The Fowl Twins Get What They Deserve
- Author: Eoin Colfer
- Publisher: Disney-Hyperion
- Publication date: October 19, 2021
- Pages: 340 pages
- ISBN: 9781368075671 Hardcover

= The Fowl Twins Get What They Deserve =

Book by Eoin Colfer

The Fowl Twins Get What They Deserve is the third and final book of The Fowl Twins series written by Eoin Colfer, the second cycle of The Fowl Adventures. It was released on October 19, 2021, and is preceded by The Fowl Twins Deny All Charges.

==Plot==
Myles and Beckett find themselves at a pathologists' conference in London when Lord Teddy Bleedham-Drye, in his unending quest to kill the twins, attacks Myles with his weaponized jet.
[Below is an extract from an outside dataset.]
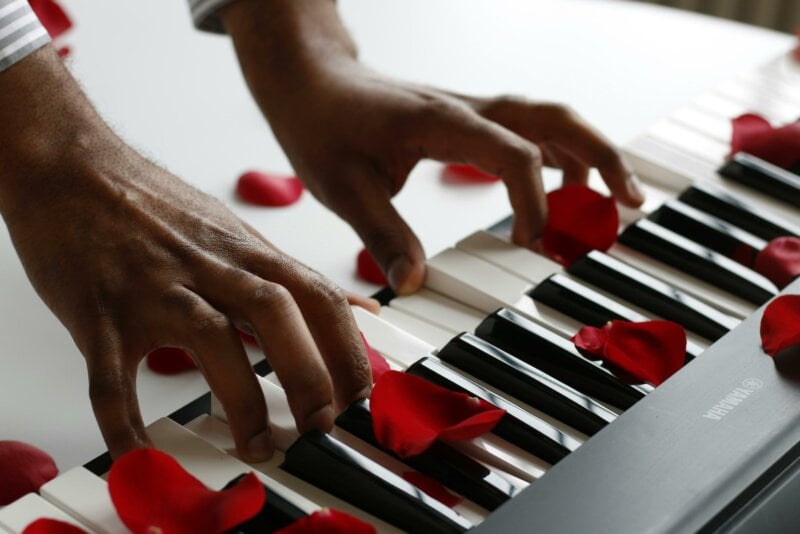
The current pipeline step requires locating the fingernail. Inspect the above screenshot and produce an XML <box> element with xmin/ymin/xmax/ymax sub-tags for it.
<box><xmin>386</xmin><ymin>255</ymin><xmax>417</xmax><ymax>294</ymax></box>
<box><xmin>625</xmin><ymin>174</ymin><xmax>644</xmax><ymax>202</ymax></box>
<box><xmin>302</xmin><ymin>404</ymin><xmax>334</xmax><ymax>432</ymax></box>
<box><xmin>246</xmin><ymin>427</ymin><xmax>274</xmax><ymax>462</ymax></box>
In the ensuing scuffle, Teddy is killed, but Myles isn't convinced. Myles, Beckett & Lazuli then visit a mortuary, meet ghosts and encounter clones. It all ends in an epic showdown in the Scilly Isles between the Regrettables (Myles, Beckett, Whistle Blower & Lazuli) and Teddy.

==Main characters==

- Myles Fowl: An intelligent boy who has almost no physical ability but is good at coming up with plans. He finds out that he has the ability to turn into a dwarf as effect of when he was possessed in Artemis Fowl and the Last Guardian. Twin to Beckett Fowl.

- Beckett Fowl: An energetic, transpecies polyglot and one of the few people in the world to have mastered the cluster punch. Myles’ twin.

- Lazuli Heitz: A pixie-elf-hybrid (also known as a pixel) that grew up in an orphanage and wants to know who her mother is. Serves as Fowl Ambassador and usually breaks many fairy rules while on Fowl adventures.

- Lord Teddy Bleedham-Drye: The Duke of Scilly. Commonly referred to as just “Teddy”, before he meets the Fowl Twins he is obsessed with two things; becoming immortal or living as long as possible and finding the Lionheart ring so that he could become king. When he meets the twins he finds another obsession, killing them.

==Background==
The Fowl Twins Get What They Deserve was ordered by Disney-Hyperion in March 2021.

==Reception==
Kirkus Reviews wrote, "Like its bestselling progenitors, a nonstop spinoff afroth with high-tech, spectacular magic, and silly business."

The Children's Book Review wrote that the book "is funny, exciting, and original".

 while Laughing Place praised how "Colfer ha[d] done the impossible by revisiting a familiar world, but somehow made the world anew for readers", while "wind[ing] the story tight [and] enabl[ing] characters to grow in their maturity [and] brotherly moments [to] ground this fantastical story."

==Future==
During the book tour for The Fowl Twins Get What They Deserve on November 11, 2021, Eoin Colfer confirmed that while the novel was intended to be the final The Fowl Twins novel, that he intended to write a new novel in the future in a "black-and-white [morally], superviolent" third cycle of The Fowl Adventures; following "the grown-up version of Artemis [as] a magnate [who has] gone over to the dark side a bit too far" following his return from space, featuring the multiverse (i.e. the alternate timeline from The Time Paradox, lacking an Opal Koboi as of the events of The Last Guardian), and exploring the romantic relationship between Artemis Fowl II and Holly Short teased in previous novels, Colfer compared the proposed novel to Mark Millar's Old Man Logan and his own 2020 novel Highfire.